Comment déployer un container machine et gagner en productivité
Prérequis : un Mac équipé d’une puce Apple Silicon, macOS 26 installé et l’outil container configuré avec son service lancé (container system start). Une fois ces étapes validées, la création est simple.
On démarre à partir d’une image Linux compatible init (exemple : alpine:latest ou une Ubuntu modifiée). Par exemple :
container machine create alpine:latest –name devbox
Avec cette machine en fonctionnement, un simple « container machine run -n devbox » vous ouvre un shell sous votre utilisateur, avec accès direct au $HOME macOS.
Partager ses fichiers entre macOS et Linux sans douleur
Le point fort est la transparence totale du partage de fichiers. Plutôt que d’échanger via des volumes Docker ou des copies, ici votre environnement Linux utilise directement le répertoire personnel du Mac.
Supposons que vous développiez un script destiné à un serveur Linux, mais que macOS utilise ses propres versions BSD des utilitaires. Tester localement conduit souvent à des erreurs sournoises.
Avec container machine, ce script se lance sous un vrai Linux, guettant les écarts liés aux outils GNU, sans quitter le confort de votre éditeur macOS.
Construire un environnement Ubuntu avec systemd et démarrer des services
Créer une container machine avec systemd est un peu plus technique. Il faut construire une image Ubuntu personnalisée qui embarque le système d’init, via le Dockerfile officiel inclus dans la documentation Apple.
Après compilation (nécessitant Rosetta 2), on crée la machine :
container machine create local/ubuntu-machine:latest –name devubuntu
À partir de là, toutes les commandes système classiques, y compris l’administration via systemctl, sont disponibles.
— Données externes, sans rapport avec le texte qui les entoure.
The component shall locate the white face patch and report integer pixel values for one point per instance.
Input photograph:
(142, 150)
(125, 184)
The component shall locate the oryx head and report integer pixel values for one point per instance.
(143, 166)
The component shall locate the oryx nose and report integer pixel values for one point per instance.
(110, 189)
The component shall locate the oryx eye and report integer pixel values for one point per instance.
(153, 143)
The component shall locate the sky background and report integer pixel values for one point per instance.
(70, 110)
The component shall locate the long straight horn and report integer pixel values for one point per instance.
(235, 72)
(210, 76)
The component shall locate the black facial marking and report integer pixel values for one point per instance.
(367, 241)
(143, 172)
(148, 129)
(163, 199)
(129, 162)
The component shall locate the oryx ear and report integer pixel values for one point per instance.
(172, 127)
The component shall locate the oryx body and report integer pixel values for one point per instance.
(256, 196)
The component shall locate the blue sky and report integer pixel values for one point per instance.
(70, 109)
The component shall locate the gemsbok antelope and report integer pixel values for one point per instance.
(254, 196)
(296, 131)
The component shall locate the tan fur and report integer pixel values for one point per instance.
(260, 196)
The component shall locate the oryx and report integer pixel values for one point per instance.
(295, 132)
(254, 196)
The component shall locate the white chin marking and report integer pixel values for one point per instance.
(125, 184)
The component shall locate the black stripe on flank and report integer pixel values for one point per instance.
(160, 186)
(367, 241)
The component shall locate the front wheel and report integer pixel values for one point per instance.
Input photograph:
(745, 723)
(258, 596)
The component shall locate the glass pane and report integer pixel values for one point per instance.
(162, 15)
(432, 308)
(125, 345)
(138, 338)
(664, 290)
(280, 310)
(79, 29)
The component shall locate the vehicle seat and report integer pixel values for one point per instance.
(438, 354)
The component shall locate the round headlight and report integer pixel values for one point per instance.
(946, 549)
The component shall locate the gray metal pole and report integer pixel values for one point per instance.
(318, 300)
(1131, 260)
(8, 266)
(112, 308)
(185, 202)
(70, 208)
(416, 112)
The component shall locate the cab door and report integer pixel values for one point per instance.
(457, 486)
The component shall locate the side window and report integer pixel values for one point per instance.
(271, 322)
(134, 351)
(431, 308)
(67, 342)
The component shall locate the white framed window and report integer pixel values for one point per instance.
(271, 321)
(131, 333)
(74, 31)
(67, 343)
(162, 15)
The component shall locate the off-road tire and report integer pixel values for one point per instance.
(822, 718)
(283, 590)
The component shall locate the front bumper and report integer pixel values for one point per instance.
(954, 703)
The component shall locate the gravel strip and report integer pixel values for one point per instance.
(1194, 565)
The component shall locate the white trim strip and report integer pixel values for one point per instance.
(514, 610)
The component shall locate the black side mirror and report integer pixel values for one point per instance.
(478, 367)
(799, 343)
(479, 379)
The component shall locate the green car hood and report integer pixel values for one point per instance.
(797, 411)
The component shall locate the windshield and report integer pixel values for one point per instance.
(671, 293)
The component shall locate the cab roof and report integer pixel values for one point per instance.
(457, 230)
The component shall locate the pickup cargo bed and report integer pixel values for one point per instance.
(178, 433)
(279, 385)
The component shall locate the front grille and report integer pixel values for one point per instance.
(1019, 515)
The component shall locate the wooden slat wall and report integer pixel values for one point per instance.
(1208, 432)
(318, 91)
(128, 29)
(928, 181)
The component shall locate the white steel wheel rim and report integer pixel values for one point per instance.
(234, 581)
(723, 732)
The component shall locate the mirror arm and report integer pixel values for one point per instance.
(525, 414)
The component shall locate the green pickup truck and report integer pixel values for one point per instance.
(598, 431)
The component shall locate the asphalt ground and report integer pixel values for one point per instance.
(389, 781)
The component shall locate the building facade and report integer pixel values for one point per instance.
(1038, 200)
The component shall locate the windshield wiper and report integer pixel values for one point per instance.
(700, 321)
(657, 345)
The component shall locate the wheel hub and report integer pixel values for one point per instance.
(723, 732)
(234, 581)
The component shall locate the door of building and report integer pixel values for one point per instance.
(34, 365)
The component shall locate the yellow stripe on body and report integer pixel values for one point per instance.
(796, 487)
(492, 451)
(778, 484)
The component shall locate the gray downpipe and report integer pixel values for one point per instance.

Exemple : installer Apache et MariaDB, lancer les services, et les activer au démarrage !
Récupérer l’adresse IP et accéder au serveur web depuis macOS
La machine a sa propre IP dans un réseau virtuel. Commandez « container machine ls » pour connaître cette adresse.
Ensuite, taper l’URL dans un navigateur Mac ouvrira la page d’accueil Apache hébergée au sein de la container machine. L’état est persisté et ne disparaît pas après arrêt ou redémarrage.
Cette configuration rapproche vraiment ce mode machine d’une VM légère mais spécifiquement optimisée pour le développement macOS-Linux.
Multipliez les distributions pour tester votre logiciel dans différents environnements
Autre point fort : vous pouvez créer des machines distinctes avec des distributions variées. Debian, Ubuntu, Alpine… Chaque machine partage le même répertoire personnel macOS.
Du coup, vos fichiers de configuration classiques (.bashrc, .gitconfig…) restent synchronisés entre ces environnements. Pratique pour valider la robustesse ou la compatibilité d’un projet multi-plateforme.
C’est une opportunité rare et bienvenue pour n’importe quel admin ou développeur Linux/Unix travaillant sous Mac.
Quelques limites à garder en tête en 2026
Le projet est jeune et encore en évolution. Contrairement à WSL, il n’y a pas d’équivalent à WSLg pour l’affichage graphique Linux. L’interopération entre MacOS et Linux reste pour l’instant limitée aux fichiers.
La virtualisation imbriquée via KVM n’est pas encore exploitée sur Apple Silicon – une piste pour les versions futures.
Enfin, les alternatives comme Lima, Multipass ou OrbStack sont à considérer quand la maturité ou la richesse des fonctionnalités est cruciale.